Plasma Calcium, Phosphorous and Magnesium Levels in Cats with and without Tooth Resorption

Diana L Eubanks*
Associate Clinical Professor, Department of Clinical Sciences, Mississippi State University, Mississippi State, USA
Corresponding Author : Dr. Diana L Eubanks
Associate Clinical Professor
Department of Clinical Sciences, Mississippi State University
PO Box 6100, Mississippi State, MS 39762, USA
Tel: 662-325-1435
E-mail: [email protected]
Received August 12, 2011; Accepted October 11, 2011; Published October 16, 2011
Citation: Eubanks DL (2011) Plasma Calcium, Phosphorous and Magnesium Levels in Cats with and without Tooth Resorption. J Veterinar Sci Technol S3:001. doi:10.4172/2157-7579.S3-001
Copyright: © 2011 Eubanks DL. This is an open-access article distributed under the terms of the Creative Commons Attribution License, which permits unrestricted use, distribution, and reproduction in any medium, provided the original author and source are credited.

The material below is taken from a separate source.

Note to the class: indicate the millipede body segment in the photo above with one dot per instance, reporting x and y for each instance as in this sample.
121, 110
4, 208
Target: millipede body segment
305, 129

Feline tooth resorption is a common and painful condition affecting many middle-aged and older cats. Though many theories exist on the cause of this condition, no etiology has yet been determined. It is likely that multiple factors are involved in the development and progression of tooth resorption including cytokines, growth factors, and plasma and crevicular fluid levels of key electrolytes, tissue pH, and activators of osteoclasts. This study examined 40 client-owned cats for the presence of tooth resorption. Serum levels of calcium, phosphorous, and magnesium were measured as well as the pH of oral tissues. Results did not demonstrate an association between electrolyte levels or pH and the presence of resorptive lesions. The overall prevalence of tooth resorption was lower than that of most previously published studies.